Een maat voor de hoeveelheid allergenen in de lucht. De tellingen worden meestal gerapporteerd voor schimmelsporen en drie soorten pollen: grassen, bomen, en onkruid. De telling wordt gerapporteerd als korrels per kubieke meter lucht en wordt vertaald in een niveau: afwezig, laag, gemiddeld, of hoog.

Longfunctietest

:

Deze test meet hoe goed uw longen lucht opnemen en uitademen. Ook wordt nagegaan hoe goed uw longen zuurstof in het bloed overbrengen.

RAST (radioallergosorbent test):

Deze bloedtest toont aan hoe uw immuunsysteem reageert op een specifiek allergeen. Het controleert uw bloed op immunoglobuline E (IgE), die allergieën veroorzaken.

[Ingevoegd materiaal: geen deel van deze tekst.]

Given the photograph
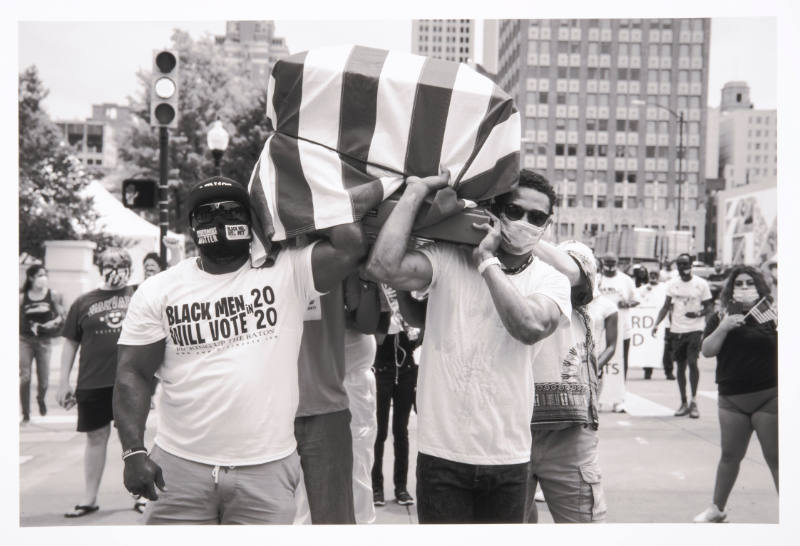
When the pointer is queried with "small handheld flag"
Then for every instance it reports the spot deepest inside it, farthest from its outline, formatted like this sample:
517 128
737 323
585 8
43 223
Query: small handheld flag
763 312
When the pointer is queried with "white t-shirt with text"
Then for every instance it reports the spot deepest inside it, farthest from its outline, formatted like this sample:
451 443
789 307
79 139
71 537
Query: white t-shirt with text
687 296
619 288
475 389
599 309
229 376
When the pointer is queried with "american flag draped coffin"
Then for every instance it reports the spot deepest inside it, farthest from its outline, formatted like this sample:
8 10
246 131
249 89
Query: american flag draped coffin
351 122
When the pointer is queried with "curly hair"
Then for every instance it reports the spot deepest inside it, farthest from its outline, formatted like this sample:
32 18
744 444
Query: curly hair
119 257
529 179
30 274
156 258
726 295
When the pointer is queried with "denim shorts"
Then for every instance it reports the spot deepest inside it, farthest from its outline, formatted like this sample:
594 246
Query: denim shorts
202 494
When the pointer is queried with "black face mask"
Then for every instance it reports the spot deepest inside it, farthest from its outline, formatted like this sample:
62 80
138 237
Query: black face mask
579 295
223 241
684 270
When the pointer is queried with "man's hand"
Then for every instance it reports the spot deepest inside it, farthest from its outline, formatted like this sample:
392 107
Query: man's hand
428 184
141 476
729 322
490 242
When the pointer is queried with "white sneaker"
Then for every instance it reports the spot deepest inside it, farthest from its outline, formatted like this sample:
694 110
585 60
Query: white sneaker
711 514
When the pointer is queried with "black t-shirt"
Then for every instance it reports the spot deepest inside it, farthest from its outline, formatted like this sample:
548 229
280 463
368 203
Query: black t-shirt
95 321
748 358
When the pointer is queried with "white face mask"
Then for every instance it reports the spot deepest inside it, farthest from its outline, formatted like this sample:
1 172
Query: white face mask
745 294
519 237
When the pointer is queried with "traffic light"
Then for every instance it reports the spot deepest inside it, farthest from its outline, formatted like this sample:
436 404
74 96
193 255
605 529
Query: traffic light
164 89
139 193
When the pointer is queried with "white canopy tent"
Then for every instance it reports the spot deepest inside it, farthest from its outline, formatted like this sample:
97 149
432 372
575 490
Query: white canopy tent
115 219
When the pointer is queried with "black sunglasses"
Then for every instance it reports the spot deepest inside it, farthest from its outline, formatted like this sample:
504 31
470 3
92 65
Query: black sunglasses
229 210
515 212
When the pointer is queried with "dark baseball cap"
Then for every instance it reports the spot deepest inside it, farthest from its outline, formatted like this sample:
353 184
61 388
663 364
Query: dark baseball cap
217 188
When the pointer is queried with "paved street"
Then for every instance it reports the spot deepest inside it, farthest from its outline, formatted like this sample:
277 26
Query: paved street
656 467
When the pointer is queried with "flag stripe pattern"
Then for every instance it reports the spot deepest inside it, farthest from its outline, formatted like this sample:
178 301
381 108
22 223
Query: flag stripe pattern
351 122
763 312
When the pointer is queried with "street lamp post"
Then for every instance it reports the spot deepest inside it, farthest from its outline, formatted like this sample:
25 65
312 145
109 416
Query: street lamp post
217 140
681 152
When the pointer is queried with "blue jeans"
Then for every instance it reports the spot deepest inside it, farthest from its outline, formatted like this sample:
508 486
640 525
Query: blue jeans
450 492
31 348
325 446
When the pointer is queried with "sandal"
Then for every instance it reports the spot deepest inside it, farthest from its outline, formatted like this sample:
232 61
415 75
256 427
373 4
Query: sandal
140 504
81 510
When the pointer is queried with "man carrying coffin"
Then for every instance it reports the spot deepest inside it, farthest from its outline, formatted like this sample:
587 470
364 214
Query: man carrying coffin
487 309
223 337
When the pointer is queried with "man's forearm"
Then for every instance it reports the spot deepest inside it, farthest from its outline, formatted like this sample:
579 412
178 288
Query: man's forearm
522 318
132 393
67 359
560 260
390 246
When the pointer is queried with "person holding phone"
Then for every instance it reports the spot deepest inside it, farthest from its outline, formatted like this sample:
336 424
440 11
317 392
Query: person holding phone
41 313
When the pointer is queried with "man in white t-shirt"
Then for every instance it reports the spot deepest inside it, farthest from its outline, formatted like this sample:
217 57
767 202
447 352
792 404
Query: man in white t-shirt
621 289
223 337
688 302
487 310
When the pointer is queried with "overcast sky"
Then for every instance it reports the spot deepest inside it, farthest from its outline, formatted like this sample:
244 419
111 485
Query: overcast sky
84 63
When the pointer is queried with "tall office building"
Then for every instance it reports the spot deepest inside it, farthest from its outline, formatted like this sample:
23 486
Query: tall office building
490 29
95 138
253 42
448 39
600 100
748 139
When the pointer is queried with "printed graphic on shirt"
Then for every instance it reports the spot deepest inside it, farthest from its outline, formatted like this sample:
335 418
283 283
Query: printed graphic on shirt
110 312
313 310
203 326
571 365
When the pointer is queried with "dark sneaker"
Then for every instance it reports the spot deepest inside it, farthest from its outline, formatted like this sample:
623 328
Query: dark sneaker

Sensibilisatie: Ontwikkeling van een reactie op een stof na verloop van tijd in plaats van onmiddellijk.

Sinussen: Holle ruimtes in de botten rond de neus, wangen en ogen.

Sinusitis: Een ontsteking van de sinussen meestal veroorzaakt door een secundaire bacteriële infectie. Acute sinusitis is een plotseling begin van de symptomen. Uw arts kan het behandelen met antibiotica en decongestiva. Chronische sinusitis is irritatie of een infectie die enkele weken aanhoudt.

Huidpriktest: Een arts brengt een mogelijk allergeen op uw huid aan en prikt of krabt vervolgens in de huid eronder. Hierdoor komt het allergeen in uw lichaam. Als er een rode, verheven, jeukende plek (een wei genoemd) tevoorschijn komt, bent u allergisch. Dit wordt een positieve reactie genoemd.

Tympanometrie:

Deze test gebruikt geluid en luchtdruk om te controleren of er problemen zijn met je middenoor.

Urticaria (netelroos):

Deze jeukende, gezwollen, rode bultjes of vlekken verschijnen op uw huid wanneer u wordt blootgesteld aan een allergeen. Ze kunnen overal op uw lichaam verschijnen, ook op uw gezicht, lippen, tong, keel of oren. Netelroos varieert in grootte en kan minuten tot dagen aanhouden.